Buell’s method for installing the brick is also unique.  Typically brick is laid in stretchers or headers, perhaps with a few upended or diagonally laid bricks to create ornament.  At the Mullen Building, the red brick piers were created using alternating patterns of headers, stretchers, rowlocks (or headers oriented vertically), and soldiers (or stretchers oriented vertically).  The buff brick body has several courses made with a mixture of stretchers and headers, and are separated by a course of recessed rowlock bricks.  This irregular pattern of brick installation allows the outer wythe of brick to better bond with the inner back-up brick courses and creates a more stable wall system.

The Mullen Building’s street façades and side elevations are clad with the same unique masonry ornament, but the adjacent structure’s window piers also pay homage to the Art Deco masterpiece.  The adjacent structure, which is to the southwest of the Mullen Building, is partially visible in the photo below, just above the glass skywalk.

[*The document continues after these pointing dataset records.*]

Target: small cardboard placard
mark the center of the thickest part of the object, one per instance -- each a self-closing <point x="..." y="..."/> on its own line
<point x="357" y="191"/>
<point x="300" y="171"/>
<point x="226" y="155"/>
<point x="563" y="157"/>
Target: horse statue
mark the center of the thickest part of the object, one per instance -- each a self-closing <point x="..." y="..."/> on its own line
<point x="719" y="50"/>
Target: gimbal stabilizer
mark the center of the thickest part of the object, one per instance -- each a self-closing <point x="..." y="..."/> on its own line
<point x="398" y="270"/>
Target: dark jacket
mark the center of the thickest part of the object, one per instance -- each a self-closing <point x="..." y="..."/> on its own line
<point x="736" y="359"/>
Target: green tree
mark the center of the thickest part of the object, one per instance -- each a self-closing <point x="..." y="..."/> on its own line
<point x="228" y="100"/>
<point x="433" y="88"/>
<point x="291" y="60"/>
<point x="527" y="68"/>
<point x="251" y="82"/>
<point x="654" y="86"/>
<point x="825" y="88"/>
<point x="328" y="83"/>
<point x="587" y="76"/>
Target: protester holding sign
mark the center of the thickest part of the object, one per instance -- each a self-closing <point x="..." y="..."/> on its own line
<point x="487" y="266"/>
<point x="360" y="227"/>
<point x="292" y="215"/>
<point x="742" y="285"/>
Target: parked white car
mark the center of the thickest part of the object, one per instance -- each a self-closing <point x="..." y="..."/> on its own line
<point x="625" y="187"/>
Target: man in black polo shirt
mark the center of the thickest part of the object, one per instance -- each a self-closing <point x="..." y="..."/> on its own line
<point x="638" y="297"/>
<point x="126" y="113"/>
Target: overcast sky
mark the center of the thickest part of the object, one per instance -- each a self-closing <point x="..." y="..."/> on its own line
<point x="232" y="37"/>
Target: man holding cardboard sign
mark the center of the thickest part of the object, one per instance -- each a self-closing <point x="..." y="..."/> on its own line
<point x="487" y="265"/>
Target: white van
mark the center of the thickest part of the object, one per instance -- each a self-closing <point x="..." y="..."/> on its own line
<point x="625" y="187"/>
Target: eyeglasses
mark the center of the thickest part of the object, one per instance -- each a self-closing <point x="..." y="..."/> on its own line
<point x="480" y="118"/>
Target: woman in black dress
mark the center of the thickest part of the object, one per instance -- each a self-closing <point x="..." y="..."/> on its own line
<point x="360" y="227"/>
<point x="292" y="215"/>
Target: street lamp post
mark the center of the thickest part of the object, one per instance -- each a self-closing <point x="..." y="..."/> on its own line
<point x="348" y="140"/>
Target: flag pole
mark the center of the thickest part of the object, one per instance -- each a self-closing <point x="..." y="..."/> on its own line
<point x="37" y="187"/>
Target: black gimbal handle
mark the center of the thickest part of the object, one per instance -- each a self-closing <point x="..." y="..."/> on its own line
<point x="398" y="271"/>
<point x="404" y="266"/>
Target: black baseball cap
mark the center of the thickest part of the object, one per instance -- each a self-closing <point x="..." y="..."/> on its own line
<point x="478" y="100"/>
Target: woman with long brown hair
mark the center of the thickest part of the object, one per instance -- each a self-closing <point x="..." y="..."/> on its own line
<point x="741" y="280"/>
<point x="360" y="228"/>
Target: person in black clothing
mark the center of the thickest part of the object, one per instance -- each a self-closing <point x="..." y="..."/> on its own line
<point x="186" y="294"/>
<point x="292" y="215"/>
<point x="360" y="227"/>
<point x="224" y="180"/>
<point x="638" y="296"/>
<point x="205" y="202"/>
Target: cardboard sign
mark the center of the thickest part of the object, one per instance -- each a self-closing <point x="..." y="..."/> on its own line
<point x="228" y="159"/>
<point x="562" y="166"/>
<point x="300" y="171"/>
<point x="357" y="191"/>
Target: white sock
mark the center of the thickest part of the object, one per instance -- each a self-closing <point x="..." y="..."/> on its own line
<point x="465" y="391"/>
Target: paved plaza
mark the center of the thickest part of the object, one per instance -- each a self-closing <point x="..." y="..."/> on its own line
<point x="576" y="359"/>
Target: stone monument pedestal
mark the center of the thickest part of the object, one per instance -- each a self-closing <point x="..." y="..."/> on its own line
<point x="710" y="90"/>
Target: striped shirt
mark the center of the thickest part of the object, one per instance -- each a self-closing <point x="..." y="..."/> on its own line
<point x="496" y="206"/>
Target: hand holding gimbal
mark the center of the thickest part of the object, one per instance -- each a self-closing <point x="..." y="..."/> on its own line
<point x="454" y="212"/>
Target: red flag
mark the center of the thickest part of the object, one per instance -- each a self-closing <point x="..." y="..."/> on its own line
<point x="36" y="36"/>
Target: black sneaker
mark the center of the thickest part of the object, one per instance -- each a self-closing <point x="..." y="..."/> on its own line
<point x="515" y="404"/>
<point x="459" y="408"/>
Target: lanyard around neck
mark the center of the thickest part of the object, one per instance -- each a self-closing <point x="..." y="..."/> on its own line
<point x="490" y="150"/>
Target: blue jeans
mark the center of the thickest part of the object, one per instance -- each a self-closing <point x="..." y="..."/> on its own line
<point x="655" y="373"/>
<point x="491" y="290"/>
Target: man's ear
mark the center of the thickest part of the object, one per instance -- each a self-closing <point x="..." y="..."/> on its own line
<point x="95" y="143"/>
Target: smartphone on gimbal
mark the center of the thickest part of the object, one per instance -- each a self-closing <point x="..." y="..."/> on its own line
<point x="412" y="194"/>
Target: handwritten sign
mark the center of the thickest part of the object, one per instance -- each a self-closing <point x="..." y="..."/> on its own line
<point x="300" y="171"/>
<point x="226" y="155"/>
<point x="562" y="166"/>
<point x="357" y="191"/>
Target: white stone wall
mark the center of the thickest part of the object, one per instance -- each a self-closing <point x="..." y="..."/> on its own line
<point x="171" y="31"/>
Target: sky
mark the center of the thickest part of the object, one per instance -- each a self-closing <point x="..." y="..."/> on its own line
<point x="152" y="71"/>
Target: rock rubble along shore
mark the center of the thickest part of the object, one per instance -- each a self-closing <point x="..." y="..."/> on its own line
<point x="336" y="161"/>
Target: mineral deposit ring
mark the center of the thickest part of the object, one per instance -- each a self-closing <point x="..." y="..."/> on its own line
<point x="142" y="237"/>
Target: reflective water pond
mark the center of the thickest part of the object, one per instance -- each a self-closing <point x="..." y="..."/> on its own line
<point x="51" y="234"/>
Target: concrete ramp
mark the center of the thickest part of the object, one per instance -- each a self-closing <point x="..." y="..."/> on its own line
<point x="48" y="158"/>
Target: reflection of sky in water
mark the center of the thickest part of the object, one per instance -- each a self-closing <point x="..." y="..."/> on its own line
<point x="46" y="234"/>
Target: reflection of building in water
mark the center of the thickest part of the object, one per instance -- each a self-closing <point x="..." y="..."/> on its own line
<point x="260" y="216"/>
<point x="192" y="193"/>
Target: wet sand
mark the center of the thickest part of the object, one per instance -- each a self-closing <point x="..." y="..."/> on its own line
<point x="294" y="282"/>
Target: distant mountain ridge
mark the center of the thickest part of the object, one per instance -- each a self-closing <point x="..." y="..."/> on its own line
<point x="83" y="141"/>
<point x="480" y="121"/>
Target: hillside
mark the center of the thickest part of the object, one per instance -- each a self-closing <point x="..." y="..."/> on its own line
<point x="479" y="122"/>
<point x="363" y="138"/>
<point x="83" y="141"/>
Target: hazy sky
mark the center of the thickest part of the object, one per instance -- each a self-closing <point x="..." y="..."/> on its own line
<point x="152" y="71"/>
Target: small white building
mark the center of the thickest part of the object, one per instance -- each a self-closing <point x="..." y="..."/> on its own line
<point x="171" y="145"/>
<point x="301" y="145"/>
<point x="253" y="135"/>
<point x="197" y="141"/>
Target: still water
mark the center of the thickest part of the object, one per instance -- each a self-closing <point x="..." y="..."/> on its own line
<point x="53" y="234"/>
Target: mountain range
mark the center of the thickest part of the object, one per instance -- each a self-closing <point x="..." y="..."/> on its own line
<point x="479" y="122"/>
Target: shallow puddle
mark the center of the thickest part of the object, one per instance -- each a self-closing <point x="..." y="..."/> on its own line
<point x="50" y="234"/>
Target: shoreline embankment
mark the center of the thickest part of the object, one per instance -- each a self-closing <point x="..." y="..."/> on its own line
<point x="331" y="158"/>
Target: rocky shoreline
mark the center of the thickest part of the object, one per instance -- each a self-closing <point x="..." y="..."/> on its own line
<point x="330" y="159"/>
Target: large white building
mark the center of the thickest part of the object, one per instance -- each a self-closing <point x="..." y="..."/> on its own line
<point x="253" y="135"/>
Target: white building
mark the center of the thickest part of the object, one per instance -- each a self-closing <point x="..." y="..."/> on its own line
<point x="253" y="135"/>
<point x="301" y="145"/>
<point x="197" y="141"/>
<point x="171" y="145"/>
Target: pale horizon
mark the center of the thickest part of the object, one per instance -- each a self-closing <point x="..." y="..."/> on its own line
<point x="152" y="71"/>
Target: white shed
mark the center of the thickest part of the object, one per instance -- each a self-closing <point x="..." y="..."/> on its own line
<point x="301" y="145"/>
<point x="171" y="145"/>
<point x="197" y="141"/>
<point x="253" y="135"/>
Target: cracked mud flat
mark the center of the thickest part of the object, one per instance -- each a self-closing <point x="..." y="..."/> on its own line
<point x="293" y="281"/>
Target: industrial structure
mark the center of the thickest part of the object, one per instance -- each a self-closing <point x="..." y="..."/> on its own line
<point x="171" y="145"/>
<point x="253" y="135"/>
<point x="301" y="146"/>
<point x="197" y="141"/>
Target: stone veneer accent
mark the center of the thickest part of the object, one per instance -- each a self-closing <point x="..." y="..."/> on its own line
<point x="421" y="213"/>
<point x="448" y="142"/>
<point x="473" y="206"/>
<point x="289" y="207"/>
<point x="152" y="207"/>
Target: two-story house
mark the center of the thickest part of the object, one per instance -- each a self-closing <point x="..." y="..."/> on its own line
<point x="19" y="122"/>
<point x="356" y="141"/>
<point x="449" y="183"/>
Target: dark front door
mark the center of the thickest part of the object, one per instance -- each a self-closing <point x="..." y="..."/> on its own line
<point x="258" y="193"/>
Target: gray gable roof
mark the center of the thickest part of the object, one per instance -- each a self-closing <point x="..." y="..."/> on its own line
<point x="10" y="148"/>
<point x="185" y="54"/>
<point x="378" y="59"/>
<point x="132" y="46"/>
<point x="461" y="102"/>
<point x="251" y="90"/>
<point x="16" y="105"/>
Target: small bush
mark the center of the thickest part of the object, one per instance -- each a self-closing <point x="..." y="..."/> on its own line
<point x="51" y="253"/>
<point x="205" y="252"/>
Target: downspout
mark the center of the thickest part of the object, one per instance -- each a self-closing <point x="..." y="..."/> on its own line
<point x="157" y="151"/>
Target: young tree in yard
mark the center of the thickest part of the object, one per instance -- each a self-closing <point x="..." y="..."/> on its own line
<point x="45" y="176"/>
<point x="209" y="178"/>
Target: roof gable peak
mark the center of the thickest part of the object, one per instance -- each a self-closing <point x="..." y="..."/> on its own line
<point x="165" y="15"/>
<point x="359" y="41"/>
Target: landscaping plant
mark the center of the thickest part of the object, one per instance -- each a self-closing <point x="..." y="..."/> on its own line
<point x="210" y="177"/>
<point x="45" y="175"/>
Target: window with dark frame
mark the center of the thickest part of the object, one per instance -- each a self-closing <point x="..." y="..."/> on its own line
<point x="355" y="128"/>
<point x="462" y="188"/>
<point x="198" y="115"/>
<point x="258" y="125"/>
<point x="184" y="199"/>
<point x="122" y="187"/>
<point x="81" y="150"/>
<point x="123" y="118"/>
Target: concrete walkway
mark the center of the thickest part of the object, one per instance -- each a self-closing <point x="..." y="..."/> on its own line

The adjacent building, which appears to be a mechanical annex of the main St. Joseph’s Hospital structure, has a red-brick body with decorative spandrels, sills and parapets executed in rough textured, maroon brick.  Although it’s certainly not as interesting as the Mullen Building, it is nice to see that the architect of the addition paid homage to Buell’s masterpiece.


State Capitol Annex

The State Capitol Annex is one of my favorite buildings in the Civic Center.


Funded by the federal Public Works Administration (PWA) and the Works Progress Administration (WPA), the Capitol Annex was completed in 1939 as an addition to the 1894 Capitol Building located across 14th Avenue.  According to the National Register nomination [PDF], the Annex and adjacent Boiler Plant were designed by a group of architects known as the Associated Architects for the Colorado State Capitol Annex Building, led by G. Meredith Musick [PDF], a well-known and prolific Denver architect.  Other architects in the group included Arthur A. Fisher, Sidney G. Frazier, F.E. Mountjoy, C. Francis Pillsbury and Charles E. Thomas.  Several of these architects went on to collaborate on other projects as the local economy began to improve in the 1940s.  The general contractor, the F.E. Kirchhof Construction Company, was also prolific in the early part of the twentieth century.


This majestic building is like a recipe book of Art Deco features: setbacks, curved corners, windows stacked in vertical piers, and stylized ornament carved in low relief.